Thursday, November 19, 2009
Last weekend I went to Mass at the Basilica of the National Shrine of the Immaculate Conception in Washington, D.C., the largest Roman Catholic Church in North America and one of the ten largest churches in the world.
People either love the Shrine or they're repelled by it. I'm one of the former. I used to go there a lot during high school. The vastness of the interior and the beauty, to my mind, of the art work had the power to lift my spirit and give me a sense of calm and focus.
I was in D.C. for a wake last Sunday. A beloved matriarch in my family passed away. The week prior, my mother-in-law suffered a leg fracture and underwent surgery. The opportunity to visit the Shrine again after all these years away from my home town was a real gift, a chance to find some much-needed renewal in sacred space and time.
The friends with whom I stayed affectionately call the 3,600 square-foot mosaic of Christ - the largest mosaic in the world depicting Christ seated alone, with nearly 3 million tiles - "Angry Jesus."
"I love Angry Jesus," one of my friends said to me.
Now that I've seen the image again, I have to agree: I love Angry Jesus too.
Like the Shrine itself, this colossal icon by Polish artist John de Rosen (or Jan Henryk de Rosen) inspires mixed reactions. Just scouring the internet for people's responses I found a lot of discomfort - along the lines of "He looks so intimidating," or "It's so scary the way he's frowning down on everybody" or "Such a stern expression, with those flames coming out of his head and that bright red robe..."
Angry Jesus is a powerful image. The minute I see his face, I start hearing the "Kyrie" from Mozart's Requiem in my head. He's not the kind and gentle Jesus of the Gospel that everyone wants as a best friend. He's been to hell and back and he's way past all that. He has been wounded and tortured but now even the deep jab to his heart from a Roman lance is no more than a scratch. This Christ isn't here to pray fervently in the desert or smile at us. This Christ is done. With his open arms he seem to ask either, "What the hell are you people doing?" or, "Well? Are you ready to open your arms, or aren't you? Have you stepped up and lived up to the goodness within you, are do I have to smack you upside the head?" I love Angry Jesus.
I never felt put off or afraid of Angry Jesus, even in high school.
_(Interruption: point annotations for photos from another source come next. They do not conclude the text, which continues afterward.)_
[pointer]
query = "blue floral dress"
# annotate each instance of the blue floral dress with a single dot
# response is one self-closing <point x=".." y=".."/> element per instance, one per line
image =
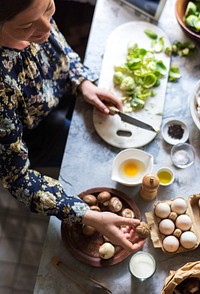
<point x="32" y="81"/>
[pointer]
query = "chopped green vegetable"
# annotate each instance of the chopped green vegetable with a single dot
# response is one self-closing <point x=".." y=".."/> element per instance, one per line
<point x="174" y="73"/>
<point x="151" y="34"/>
<point x="191" y="8"/>
<point x="192" y="15"/>
<point x="158" y="45"/>
<point x="136" y="78"/>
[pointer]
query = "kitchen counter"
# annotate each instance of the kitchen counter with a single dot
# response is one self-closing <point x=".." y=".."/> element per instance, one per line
<point x="87" y="163"/>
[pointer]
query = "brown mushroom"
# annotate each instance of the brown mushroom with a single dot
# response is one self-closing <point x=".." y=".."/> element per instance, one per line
<point x="90" y="199"/>
<point x="127" y="212"/>
<point x="88" y="230"/>
<point x="115" y="204"/>
<point x="143" y="230"/>
<point x="95" y="207"/>
<point x="104" y="197"/>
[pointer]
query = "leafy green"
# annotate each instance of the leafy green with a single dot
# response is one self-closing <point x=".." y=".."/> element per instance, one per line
<point x="192" y="15"/>
<point x="151" y="34"/>
<point x="174" y="73"/>
<point x="137" y="77"/>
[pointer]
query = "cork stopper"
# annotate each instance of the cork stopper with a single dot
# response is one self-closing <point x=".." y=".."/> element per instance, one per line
<point x="150" y="184"/>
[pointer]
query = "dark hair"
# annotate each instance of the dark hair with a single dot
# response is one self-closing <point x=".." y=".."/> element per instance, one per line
<point x="10" y="8"/>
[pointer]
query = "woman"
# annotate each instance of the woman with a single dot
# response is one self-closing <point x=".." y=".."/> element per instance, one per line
<point x="37" y="68"/>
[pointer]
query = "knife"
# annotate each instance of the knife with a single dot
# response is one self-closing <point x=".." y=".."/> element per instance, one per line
<point x="131" y="120"/>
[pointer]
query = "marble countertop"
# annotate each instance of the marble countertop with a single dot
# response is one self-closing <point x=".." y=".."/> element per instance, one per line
<point x="87" y="163"/>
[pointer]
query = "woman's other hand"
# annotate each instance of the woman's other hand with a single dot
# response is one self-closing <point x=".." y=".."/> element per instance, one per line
<point x="99" y="97"/>
<point x="119" y="230"/>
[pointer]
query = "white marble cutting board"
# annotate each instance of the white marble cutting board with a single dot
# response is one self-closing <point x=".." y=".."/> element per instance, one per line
<point x="108" y="127"/>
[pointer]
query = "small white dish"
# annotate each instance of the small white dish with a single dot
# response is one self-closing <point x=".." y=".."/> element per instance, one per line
<point x="175" y="131"/>
<point x="166" y="176"/>
<point x="182" y="155"/>
<point x="130" y="166"/>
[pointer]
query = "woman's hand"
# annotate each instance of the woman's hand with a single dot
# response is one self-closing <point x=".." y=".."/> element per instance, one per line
<point x="119" y="230"/>
<point x="96" y="96"/>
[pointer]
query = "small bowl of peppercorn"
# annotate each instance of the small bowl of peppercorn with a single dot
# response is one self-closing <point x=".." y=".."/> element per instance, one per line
<point x="175" y="131"/>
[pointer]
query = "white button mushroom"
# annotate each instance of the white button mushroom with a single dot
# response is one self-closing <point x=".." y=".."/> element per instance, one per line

Perhaps it was because I never took his wrath personally, and I felt there was some solidarity between it and the idealistic anger I felt at the time at various world issues. Back then it was, oh, I don't know, the Cold War and the Ethiopian famine. Now, as my son observes, "He's angry in a special way. I think he's angry about pollution." Out of the mouths of babes! Because, of course, there's pollution everywhere - in the world, in human minds driven by prejudice, in human hearts fueled by hate.
When I pray in the presence of this striking icon, in that enormous space filled with light and hope and the faith of many nations, I feel stronger, ready to face the world again. It may just be that the act of meditation, as I've heard some studies have shown, causes electric and neurotransmitter changes in the brain that promote a sense of well-being. It doesn't matter. We are creatures of imagery and sound, of smell and touch. For me the smell of the rising incense in that basilica, along with my prayers - thoughts of hope and desire and love for my family - floating together toward de Rosen's Christ in Majesty had the power to heal and give me rest. I think it was Franz Werfel who expressed it best: "For those who believe, no explanation is necessary; for those who do not, none will suffice."